Even in the wake of a sweeping election victory for incumbent Prime Minister Shinzo Abe, the mood towards Japanese Yen (JPY) exchange rates soured.
While this averted the sort of political upset that has dogged similar votes around the world over the last year, markets were not particularly thrilled by Abe’s government gaining such an apparently strong mandate.
With the Liberal Democratic Party holding onto a strong majority, the program of ‘Abenomics’ looks set to continue for the foreseeable future, further decreasing the odds of the Bank of Japan (BoJ) returning to a tightening bias.
As ultra-loose monetary policy is likely to persist until the BoJ reaches its 2% inflation target, which is still a distinctly distant prospect at this juncture, support for the Yen appears relatively limited.
Rising UK Growth Boosted GBP JPY Exchange Rate
Demand for Pound Sterling (GBP) exchange rates, on the other hand, leapt after the third quarter UK gross domestic product data bettered expectations on Wednesday.
This saw Sterling surge higher across the board, with investors encouraged to find that growth had unexpectedly accelerated from 0.3% to 0.4% on the quarter.
While this is still some way short of the long-term average, this modest uptick helped boost the GBP JPY exchange rate further.
The relative resilience of domestic growth is likely to give Bank of England (BoE) policymakers greater cause for confidence, prompting the odds of an imminent interest rate hike to rise.
With markets increasingly betting on the BoE opting to tighten monetary policy next week, there was little reason not to favour the Pound.
Steady Japanese Inflation to Limit Yen (JPY) Demand
Even so, the Yen could find a rallying point ahead of the weekend if September’s Japanese consumer price index proves positive.

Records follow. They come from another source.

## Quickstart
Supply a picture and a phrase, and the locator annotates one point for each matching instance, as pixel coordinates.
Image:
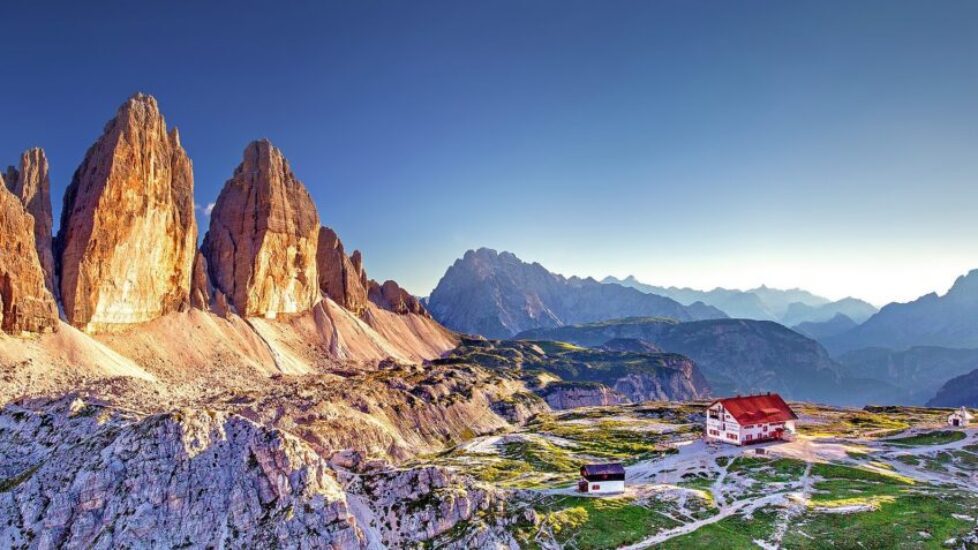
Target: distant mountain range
(919, 372)
(496, 295)
(949, 321)
(961, 391)
(736, 356)
(818, 330)
(788, 307)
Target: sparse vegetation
(929, 438)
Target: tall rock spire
(26, 304)
(261, 245)
(30, 183)
(127, 240)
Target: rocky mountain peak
(31, 185)
(131, 197)
(26, 304)
(341, 277)
(263, 236)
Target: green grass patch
(896, 524)
(733, 533)
(602, 523)
(930, 438)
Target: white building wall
(721, 426)
(603, 487)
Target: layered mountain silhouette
(495, 294)
(270, 287)
(931, 320)
(735, 355)
(918, 373)
(788, 307)
(961, 391)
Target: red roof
(757, 409)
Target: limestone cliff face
(392, 297)
(341, 277)
(131, 199)
(30, 184)
(261, 246)
(26, 305)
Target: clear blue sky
(828, 145)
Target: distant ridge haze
(789, 307)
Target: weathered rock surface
(31, 184)
(392, 297)
(264, 230)
(81, 472)
(200, 284)
(341, 277)
(570, 395)
(26, 304)
(127, 239)
(495, 294)
(194, 477)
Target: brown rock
(340, 277)
(128, 235)
(392, 297)
(32, 186)
(26, 305)
(200, 285)
(261, 246)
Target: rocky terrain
(568, 376)
(258, 391)
(918, 373)
(817, 330)
(131, 197)
(931, 320)
(788, 307)
(960, 391)
(735, 356)
(872, 478)
(497, 295)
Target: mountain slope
(735, 355)
(788, 307)
(919, 371)
(497, 295)
(817, 330)
(567, 375)
(931, 320)
(961, 391)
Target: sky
(826, 145)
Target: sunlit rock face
(261, 245)
(341, 277)
(128, 236)
(26, 305)
(29, 182)
(392, 297)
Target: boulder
(264, 230)
(127, 240)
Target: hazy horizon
(824, 147)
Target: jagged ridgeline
(259, 390)
(126, 260)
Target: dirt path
(737, 507)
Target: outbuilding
(602, 478)
(960, 418)
(743, 420)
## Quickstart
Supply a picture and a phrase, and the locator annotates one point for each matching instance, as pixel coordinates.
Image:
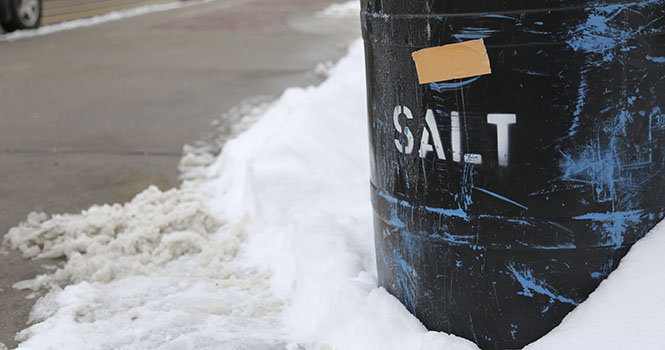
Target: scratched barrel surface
(502, 201)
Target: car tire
(23, 14)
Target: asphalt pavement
(95, 115)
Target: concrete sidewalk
(95, 115)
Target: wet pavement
(95, 115)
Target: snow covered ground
(269, 246)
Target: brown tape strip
(454, 61)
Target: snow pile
(345, 10)
(109, 241)
(91, 21)
(274, 250)
(197, 157)
(627, 311)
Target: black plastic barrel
(502, 201)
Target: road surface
(95, 115)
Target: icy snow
(349, 9)
(273, 249)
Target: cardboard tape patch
(454, 61)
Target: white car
(20, 14)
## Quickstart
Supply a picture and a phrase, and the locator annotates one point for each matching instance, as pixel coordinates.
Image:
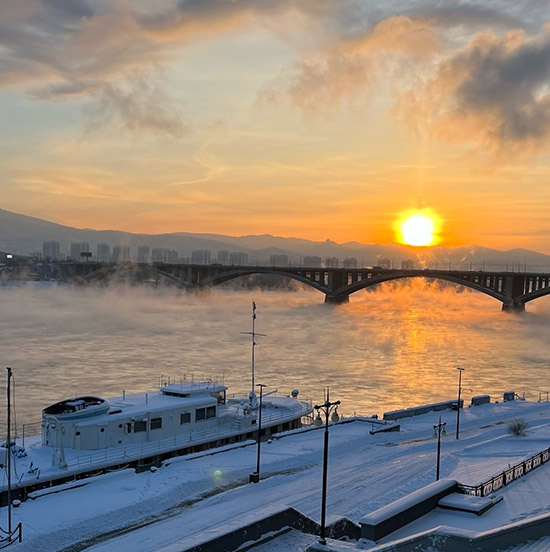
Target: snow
(408, 502)
(169, 509)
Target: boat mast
(8, 452)
(253, 334)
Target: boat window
(140, 425)
(156, 423)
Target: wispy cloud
(492, 93)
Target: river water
(394, 347)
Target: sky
(315, 119)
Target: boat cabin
(92, 423)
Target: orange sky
(323, 119)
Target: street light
(438, 430)
(460, 370)
(255, 477)
(330, 411)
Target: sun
(418, 228)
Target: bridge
(512, 289)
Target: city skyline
(319, 120)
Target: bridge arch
(535, 294)
(104, 273)
(223, 277)
(366, 283)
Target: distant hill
(24, 235)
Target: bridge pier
(336, 299)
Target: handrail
(507, 476)
(15, 536)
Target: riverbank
(192, 496)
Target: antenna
(253, 333)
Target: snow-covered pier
(204, 494)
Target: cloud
(494, 92)
(141, 106)
(349, 70)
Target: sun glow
(418, 228)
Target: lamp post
(330, 412)
(460, 370)
(438, 429)
(255, 477)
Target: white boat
(85, 435)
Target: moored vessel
(85, 435)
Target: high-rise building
(201, 256)
(238, 258)
(223, 257)
(144, 254)
(103, 252)
(278, 260)
(383, 262)
(350, 262)
(77, 248)
(170, 256)
(312, 262)
(156, 254)
(121, 254)
(51, 251)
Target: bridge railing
(507, 476)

Although forecasts point towards inflationary pressure remaining steady, at an underwhelming 0.7% on the year, the impact of any upside surprise is likely to be significant.
However, if inflation fails to show any fresh signs of acceleration then the mood towards the Yen is likely to remain generally muted.
With the BoJ looking set to maintain its dovish bias until CPI is markedly closer to the target range investors may struggle to find any particular cause for confidence in the near term.
Safe-haven demand could help to shore up the Yen, though, if there is any major deterioration in market risk appetite.
BoE Decision Remains Potential Source of GBP Exchange Rate Volatility
While October’s CBI retailing reported sales disappointed significantly to the downside on Thursday this failed to particularly dent the prospect of an imminent BoE rate hike.
At this stage the BoE would likely risk losing some of its credibility if it left rates on hold at its November policy meeting, given that a return to policy tightening has been so clearly telegraphed.
As a result the GBP JPY exchange rate is likely to remain supported over the coming days, barring any major developments relating to Brexit.
However, if the Monetary Policy Committee (MPC) shows a major split of opinion and the decision proves tight this could leave the Pound vulnerable to renewed pressure.
Should the Bank surprise markets by not delivering the expected rate hike Sterling could slump sharply across the board.